Первая буква «П». Общая длина 7 символа
Угадайте следующее слово, по смыслу схожее с нижеприведенными
Введите следующее слово: 7 букв
Добрый день, меня зовут Ирина. Нас заинтересовал Ваш сайт. Мы хотели бы с вами поработать на взаимовыгодных условиях. К примеру мы бы хотели разместить статью или новость на вашем сайте про наш сайт. Скажите это возможно? Какие еще варианты у вас ест..
Поздравляем профессора-сексолога Щеглова Л. М. с присвоением ему звания «попса1 от психологии» за вклад в развитие жанра психологического мыла. Признаки явления: плодовитая, пустопорожняя и назойливая. Отсутствие фамилии в Российском индексе научного..
Блатные слова и и выражения из песен Михаила Круга и их значение
Данный словарь размещен только для перевода художественного произведения Михаила Круга, на понятный слушателям язык. Администрация сайта осуждает любую незаконную деятельность и связанные с ней субкультуры.
Альфонс — человек, живущий за счет женщин.
Аля — (здесь) это все… восхищение.
Афанасий спускает ладью — в Заволжском районе г.Твери памятник Афанасию Никитину, тверскому купцу и землепроходцу, стоящему в ладье (ладья в форме русского ковша).
Банковать — контролировать ситуацию.
Баранки, браслеты — наручники.
Бардак — (здесь) пьяные посетители ресторана.
Блатная музыка — толковый словарь блатных выражений.
Блезир — хороший вид.
Булки рвут — (здесь) ищут, не могут найти.
Брать на понт — хитрить, обманывать.
Вор авторитет, действительный вор — уважаемый в блатном мире вор.
Вошь цветная — ругательство в адрес милиционера.
Вскрыть лохматый сейф — см. ст. 117 УК РСФСР.
Втыривать — прятать.
Ефимова — улица в г.Твери, где расположена больница ОКВД.
Жиган — знающий язык жаргона.
Жиганский — хорошо одетый вор.
Жиган-Лимон — (здесь) хорошо одетый с деньгами молодой человек.
Завязать узелок — вести честную жизнь.
Залететь на пику — быть зарезанным.
Залететь за беспредел — отвечать за нарушение воровского закона.
Заподляк — подлое дело.
Запретка — полоса, участок территории мест лишения свободы с высоким заграждением.
Звонок — окончание срока заключения.
Зеленый прокурор — побег из мест лишения свободы.
Как пупкарь секла в личину — как контролёр в ИТУ наблюдала свидание осужденного с родственниками
Казармы — (здесь) дома, расположенные в «Морозовском городке» в г.Твери.
Кипешнулся стог — (здесь) воры стали осторожнее.
Кирюхи — пьяницы.
Кичман — тюрьма.
Клифт — верхняя одежда.
Кольщик — художник по татуировке.
Копить на паровоз — копить много денег.
Котлы — наручные часы.
Нагреть форточку — ограбить квартиру через форточку.
Не в кипише дело — не представляет труда.
Не по масти — (здесь) разные, не подходящие.
Не понтах — (здесь) уверенно, зная себе цену.
Нашампурить — вступить в интимные отношения.
Не в кипешь дело — (здесь) просьба.
Овца шабутная — ругательство.
Откидка — освобождение.
Пантюшки — шоколадные конфеты.
Пакши — руки.
Париж — (местное) название дома в «Морозовском городке» под №70 в г.Твери.

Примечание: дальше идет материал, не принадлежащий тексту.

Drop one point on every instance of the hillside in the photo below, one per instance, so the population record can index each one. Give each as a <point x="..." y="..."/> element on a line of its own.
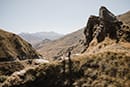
<point x="13" y="47"/>
<point x="57" y="48"/>
<point x="125" y="17"/>
<point x="104" y="63"/>
<point x="38" y="37"/>
<point x="14" y="54"/>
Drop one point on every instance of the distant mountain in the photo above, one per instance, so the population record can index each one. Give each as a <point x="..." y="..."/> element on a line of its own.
<point x="55" y="49"/>
<point x="35" y="38"/>
<point x="104" y="62"/>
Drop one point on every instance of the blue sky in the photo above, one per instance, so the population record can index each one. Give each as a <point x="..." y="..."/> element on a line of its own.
<point x="62" y="16"/>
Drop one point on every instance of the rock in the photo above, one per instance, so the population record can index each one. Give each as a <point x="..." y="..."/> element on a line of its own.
<point x="102" y="26"/>
<point x="13" y="47"/>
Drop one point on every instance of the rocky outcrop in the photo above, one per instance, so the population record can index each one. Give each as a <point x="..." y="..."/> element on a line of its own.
<point x="105" y="25"/>
<point x="13" y="47"/>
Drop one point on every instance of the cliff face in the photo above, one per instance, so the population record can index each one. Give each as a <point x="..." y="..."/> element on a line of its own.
<point x="105" y="25"/>
<point x="104" y="63"/>
<point x="13" y="47"/>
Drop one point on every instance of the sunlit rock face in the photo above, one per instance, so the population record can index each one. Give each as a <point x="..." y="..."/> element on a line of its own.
<point x="105" y="25"/>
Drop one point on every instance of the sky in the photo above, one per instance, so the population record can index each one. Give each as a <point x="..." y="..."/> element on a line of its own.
<point x="61" y="16"/>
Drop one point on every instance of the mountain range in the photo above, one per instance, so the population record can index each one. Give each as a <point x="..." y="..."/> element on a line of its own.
<point x="38" y="37"/>
<point x="97" y="55"/>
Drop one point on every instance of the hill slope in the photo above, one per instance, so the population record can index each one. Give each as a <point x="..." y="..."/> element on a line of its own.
<point x="57" y="48"/>
<point x="35" y="38"/>
<point x="105" y="62"/>
<point x="13" y="47"/>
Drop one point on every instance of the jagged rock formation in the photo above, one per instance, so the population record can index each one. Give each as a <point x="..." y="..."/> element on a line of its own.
<point x="107" y="64"/>
<point x="106" y="25"/>
<point x="13" y="47"/>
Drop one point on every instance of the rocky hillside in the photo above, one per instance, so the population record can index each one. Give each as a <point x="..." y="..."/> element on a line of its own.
<point x="13" y="47"/>
<point x="14" y="54"/>
<point x="39" y="37"/>
<point x="104" y="63"/>
<point x="125" y="17"/>
<point x="57" y="48"/>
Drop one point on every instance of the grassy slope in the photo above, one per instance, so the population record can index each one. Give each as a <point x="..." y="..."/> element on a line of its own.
<point x="95" y="70"/>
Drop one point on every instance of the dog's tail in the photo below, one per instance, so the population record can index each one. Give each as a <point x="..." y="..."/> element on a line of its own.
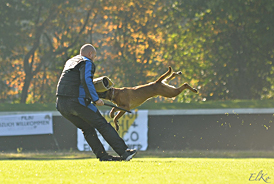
<point x="164" y="75"/>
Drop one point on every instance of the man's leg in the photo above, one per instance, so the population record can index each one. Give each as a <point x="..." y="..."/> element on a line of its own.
<point x="63" y="105"/>
<point x="106" y="130"/>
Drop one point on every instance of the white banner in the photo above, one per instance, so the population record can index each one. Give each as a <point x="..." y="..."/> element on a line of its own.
<point x="26" y="124"/>
<point x="133" y="128"/>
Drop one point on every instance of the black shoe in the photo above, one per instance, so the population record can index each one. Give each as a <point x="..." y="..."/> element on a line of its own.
<point x="129" y="154"/>
<point x="111" y="158"/>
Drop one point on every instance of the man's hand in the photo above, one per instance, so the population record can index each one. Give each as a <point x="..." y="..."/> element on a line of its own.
<point x="99" y="102"/>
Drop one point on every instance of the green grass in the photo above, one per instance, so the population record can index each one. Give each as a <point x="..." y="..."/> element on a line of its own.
<point x="151" y="105"/>
<point x="138" y="170"/>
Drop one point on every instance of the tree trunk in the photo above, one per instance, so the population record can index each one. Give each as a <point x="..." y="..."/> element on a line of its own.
<point x="24" y="93"/>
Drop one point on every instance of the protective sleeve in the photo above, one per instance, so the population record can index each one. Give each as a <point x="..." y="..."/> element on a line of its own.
<point x="86" y="77"/>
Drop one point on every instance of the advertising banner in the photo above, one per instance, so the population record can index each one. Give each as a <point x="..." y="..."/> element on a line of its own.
<point x="26" y="124"/>
<point x="133" y="128"/>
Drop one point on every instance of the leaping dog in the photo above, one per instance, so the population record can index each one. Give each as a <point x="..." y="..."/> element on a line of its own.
<point x="131" y="97"/>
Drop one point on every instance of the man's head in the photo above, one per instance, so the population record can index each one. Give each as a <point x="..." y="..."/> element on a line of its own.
<point x="88" y="51"/>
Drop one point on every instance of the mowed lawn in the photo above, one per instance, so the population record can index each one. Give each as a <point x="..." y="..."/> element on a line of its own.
<point x="138" y="170"/>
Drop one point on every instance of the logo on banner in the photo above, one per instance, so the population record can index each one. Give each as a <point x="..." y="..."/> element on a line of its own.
<point x="133" y="129"/>
<point x="26" y="124"/>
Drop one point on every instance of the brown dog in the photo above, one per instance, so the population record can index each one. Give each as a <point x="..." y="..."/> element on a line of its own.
<point x="131" y="97"/>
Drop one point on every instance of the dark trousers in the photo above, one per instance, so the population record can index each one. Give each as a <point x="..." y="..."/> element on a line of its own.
<point x="88" y="120"/>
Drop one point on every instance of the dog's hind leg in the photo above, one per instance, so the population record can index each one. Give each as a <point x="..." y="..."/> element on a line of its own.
<point x="112" y="111"/>
<point x="115" y="120"/>
<point x="165" y="75"/>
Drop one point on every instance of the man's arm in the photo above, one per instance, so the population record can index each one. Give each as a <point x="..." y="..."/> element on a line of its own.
<point x="86" y="77"/>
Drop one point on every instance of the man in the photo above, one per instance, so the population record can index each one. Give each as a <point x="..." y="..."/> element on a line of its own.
<point x="75" y="92"/>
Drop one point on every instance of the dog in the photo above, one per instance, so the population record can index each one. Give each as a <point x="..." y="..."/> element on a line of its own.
<point x="131" y="97"/>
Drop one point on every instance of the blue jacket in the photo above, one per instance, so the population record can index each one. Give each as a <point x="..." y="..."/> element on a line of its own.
<point x="76" y="80"/>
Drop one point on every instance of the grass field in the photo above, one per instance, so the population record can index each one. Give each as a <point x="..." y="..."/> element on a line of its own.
<point x="138" y="170"/>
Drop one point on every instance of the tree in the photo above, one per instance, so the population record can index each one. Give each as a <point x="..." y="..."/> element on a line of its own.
<point x="52" y="30"/>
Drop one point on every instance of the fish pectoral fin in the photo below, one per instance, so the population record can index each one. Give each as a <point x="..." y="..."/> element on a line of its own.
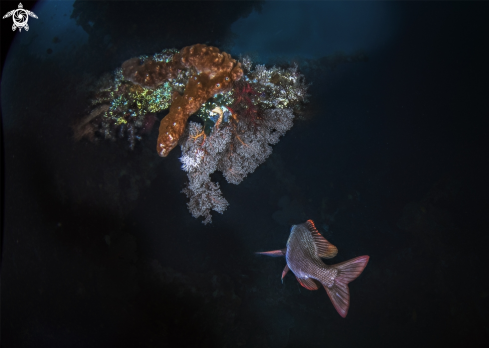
<point x="324" y="248"/>
<point x="284" y="272"/>
<point x="273" y="253"/>
<point x="308" y="283"/>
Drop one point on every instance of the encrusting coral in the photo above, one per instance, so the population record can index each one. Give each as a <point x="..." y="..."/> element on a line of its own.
<point x="243" y="108"/>
<point x="213" y="72"/>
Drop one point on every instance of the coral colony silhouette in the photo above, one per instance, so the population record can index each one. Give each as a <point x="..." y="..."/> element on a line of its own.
<point x="243" y="109"/>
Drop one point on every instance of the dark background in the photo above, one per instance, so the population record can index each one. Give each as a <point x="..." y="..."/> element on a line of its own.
<point x="389" y="160"/>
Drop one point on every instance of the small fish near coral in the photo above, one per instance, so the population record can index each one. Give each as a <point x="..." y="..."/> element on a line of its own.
<point x="241" y="108"/>
<point x="305" y="248"/>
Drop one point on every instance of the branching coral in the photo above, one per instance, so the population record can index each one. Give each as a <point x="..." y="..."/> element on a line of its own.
<point x="244" y="109"/>
<point x="213" y="72"/>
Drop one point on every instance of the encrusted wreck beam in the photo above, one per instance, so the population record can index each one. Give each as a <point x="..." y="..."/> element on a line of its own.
<point x="212" y="72"/>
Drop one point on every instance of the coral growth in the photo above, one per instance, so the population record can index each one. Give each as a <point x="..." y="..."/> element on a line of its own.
<point x="244" y="110"/>
<point x="120" y="108"/>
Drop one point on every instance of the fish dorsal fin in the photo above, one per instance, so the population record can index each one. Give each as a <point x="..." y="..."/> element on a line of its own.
<point x="308" y="283"/>
<point x="325" y="249"/>
<point x="284" y="272"/>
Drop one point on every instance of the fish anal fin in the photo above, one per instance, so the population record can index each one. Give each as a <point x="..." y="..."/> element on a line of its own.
<point x="339" y="294"/>
<point x="308" y="283"/>
<point x="324" y="248"/>
<point x="273" y="253"/>
<point x="284" y="272"/>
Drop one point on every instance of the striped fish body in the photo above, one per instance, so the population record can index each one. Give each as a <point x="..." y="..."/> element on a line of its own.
<point x="303" y="259"/>
<point x="305" y="249"/>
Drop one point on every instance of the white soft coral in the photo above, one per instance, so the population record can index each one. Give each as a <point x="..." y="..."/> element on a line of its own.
<point x="191" y="160"/>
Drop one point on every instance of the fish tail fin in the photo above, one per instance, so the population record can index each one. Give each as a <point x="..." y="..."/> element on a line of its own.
<point x="347" y="272"/>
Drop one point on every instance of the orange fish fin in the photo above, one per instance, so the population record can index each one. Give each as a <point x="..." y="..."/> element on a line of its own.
<point x="308" y="283"/>
<point x="284" y="272"/>
<point x="324" y="248"/>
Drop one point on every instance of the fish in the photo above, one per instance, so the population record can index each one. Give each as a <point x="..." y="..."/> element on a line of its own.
<point x="304" y="250"/>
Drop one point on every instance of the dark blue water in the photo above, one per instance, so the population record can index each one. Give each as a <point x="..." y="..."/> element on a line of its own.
<point x="389" y="160"/>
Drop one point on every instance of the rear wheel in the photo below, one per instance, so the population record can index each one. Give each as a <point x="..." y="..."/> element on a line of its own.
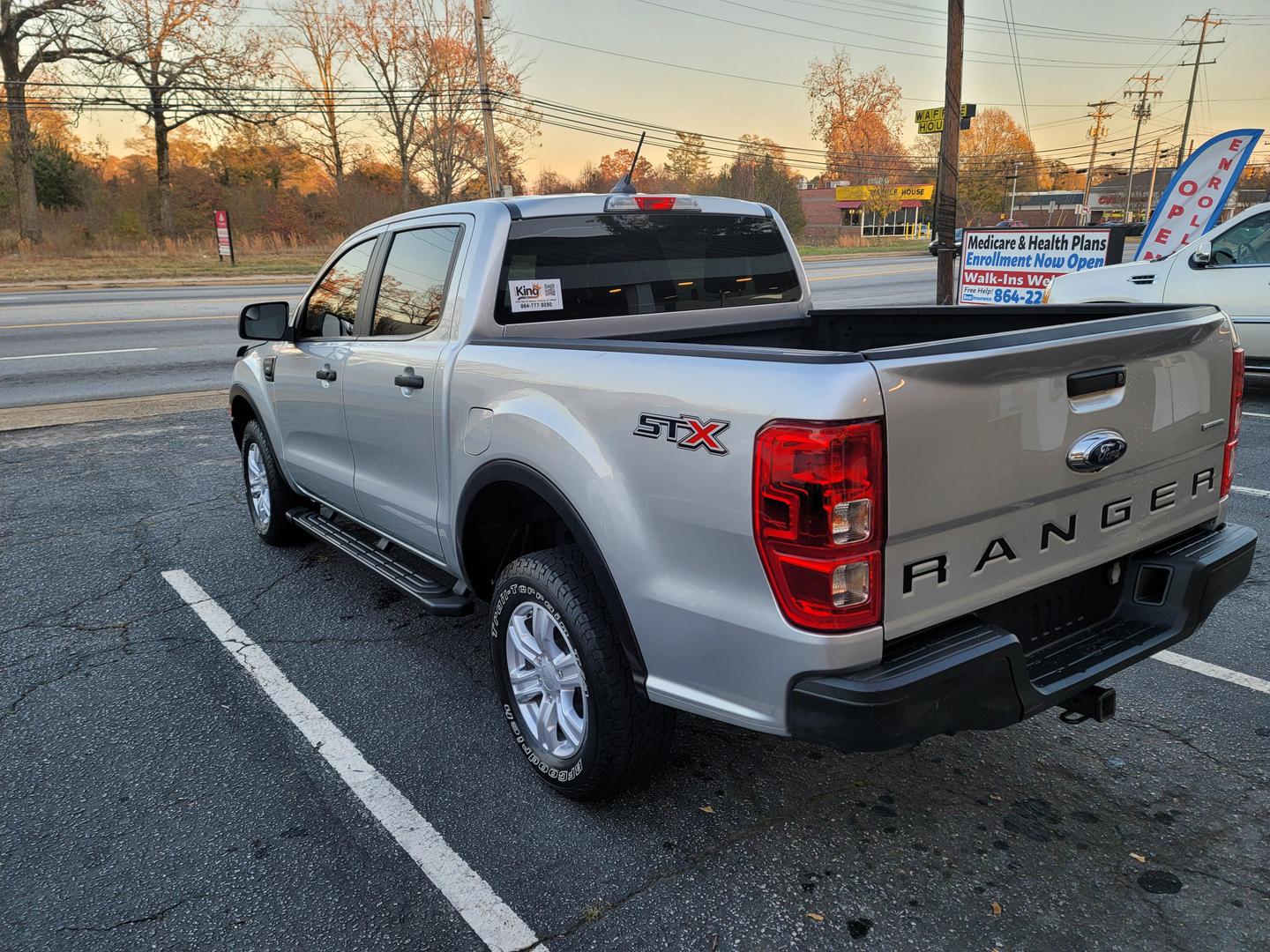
<point x="568" y="695"/>
<point x="268" y="496"/>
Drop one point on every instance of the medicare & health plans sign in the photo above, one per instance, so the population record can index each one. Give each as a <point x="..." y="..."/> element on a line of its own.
<point x="1015" y="265"/>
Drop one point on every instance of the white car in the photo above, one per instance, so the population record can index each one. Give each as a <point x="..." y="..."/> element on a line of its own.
<point x="1229" y="267"/>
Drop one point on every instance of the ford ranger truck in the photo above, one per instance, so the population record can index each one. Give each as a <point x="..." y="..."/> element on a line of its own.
<point x="621" y="424"/>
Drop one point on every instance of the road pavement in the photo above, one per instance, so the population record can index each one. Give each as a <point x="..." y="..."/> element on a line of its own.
<point x="66" y="346"/>
<point x="153" y="796"/>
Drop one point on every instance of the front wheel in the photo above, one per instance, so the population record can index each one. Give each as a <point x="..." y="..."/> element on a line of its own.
<point x="568" y="695"/>
<point x="268" y="496"/>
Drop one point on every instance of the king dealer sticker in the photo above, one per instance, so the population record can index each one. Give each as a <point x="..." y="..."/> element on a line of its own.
<point x="534" y="294"/>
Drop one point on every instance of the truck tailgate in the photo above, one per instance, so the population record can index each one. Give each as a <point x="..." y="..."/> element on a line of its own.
<point x="982" y="501"/>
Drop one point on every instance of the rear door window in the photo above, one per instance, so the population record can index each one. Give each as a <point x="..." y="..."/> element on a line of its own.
<point x="609" y="265"/>
<point x="413" y="287"/>
<point x="332" y="308"/>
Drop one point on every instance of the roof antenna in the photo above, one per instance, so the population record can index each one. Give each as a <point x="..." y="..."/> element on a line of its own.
<point x="624" y="187"/>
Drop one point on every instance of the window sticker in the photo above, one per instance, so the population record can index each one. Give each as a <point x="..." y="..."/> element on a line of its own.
<point x="534" y="294"/>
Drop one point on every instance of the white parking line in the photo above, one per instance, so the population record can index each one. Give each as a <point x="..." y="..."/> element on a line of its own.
<point x="81" y="353"/>
<point x="490" y="918"/>
<point x="1250" y="492"/>
<point x="1214" y="671"/>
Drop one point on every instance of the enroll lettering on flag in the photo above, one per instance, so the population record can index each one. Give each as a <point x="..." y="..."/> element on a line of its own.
<point x="1195" y="196"/>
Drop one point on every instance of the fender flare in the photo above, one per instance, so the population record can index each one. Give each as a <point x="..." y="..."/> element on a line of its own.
<point x="533" y="480"/>
<point x="238" y="390"/>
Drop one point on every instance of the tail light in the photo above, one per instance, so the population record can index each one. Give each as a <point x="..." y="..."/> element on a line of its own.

В лото число 70 обозначается словом «Париж».
Пень дымит — (медицинское) эрекция.
Печенье в клеточку — вафля.
Подельник — соучастник.
Под часами назначены встречи — бывшие электронные часы и градусник на колокольне Вознесенского собора в г.Твери.
По шурику на ход — (здесь) быстро, безотказно.
Прикинуться — одеться.
Прихиляла — пришла.
При параде — празднично одеться.
Прикид — одежда.
Прохоря — сапоги.
Попутать рамсы — ошибиться, не понять.
Портной судья — от выражения «шить дело» — осуждать невинного.
Просадить понты — (здесь) сделать что-то не так.
Разряжайся — (здесь) раздевайся.
Решки — решетки в тюрьмах, зонах.
Румбель — нос.
С виду не катишь по масти — (здесь) выглядеть не так, как есть на самом деле.
Сдал назад — (здесь) изменил свое пов
Сечка — тюремная каша, еда.
Сидеть в бесте — хорошо укрыться от ареста.
Сидка — отбывание срока в местах лишения свободы.
Скокарь — вор взломщик, работающий с ключами.
Сотка — название зоны в г.Тверь.
Спустить пары — (здесь) отойти от воровской жизни.
Стиры — игральные карты.
Сшоркаешь — прокутить.
Сырная неделя — масленица.
Ушатый — обманутый, непонятливый, дурак.
Филки — деньги.
Фармазон — вор мошенник, работающий с бриллиантами.
Флиртовать — (здесь) заигрывать.
Фраер — человек не относящийся к блатному миру.
Фраернуться — попасть в просак.
Фартовые девочки — (здесь) хорошие, красивые, приятные.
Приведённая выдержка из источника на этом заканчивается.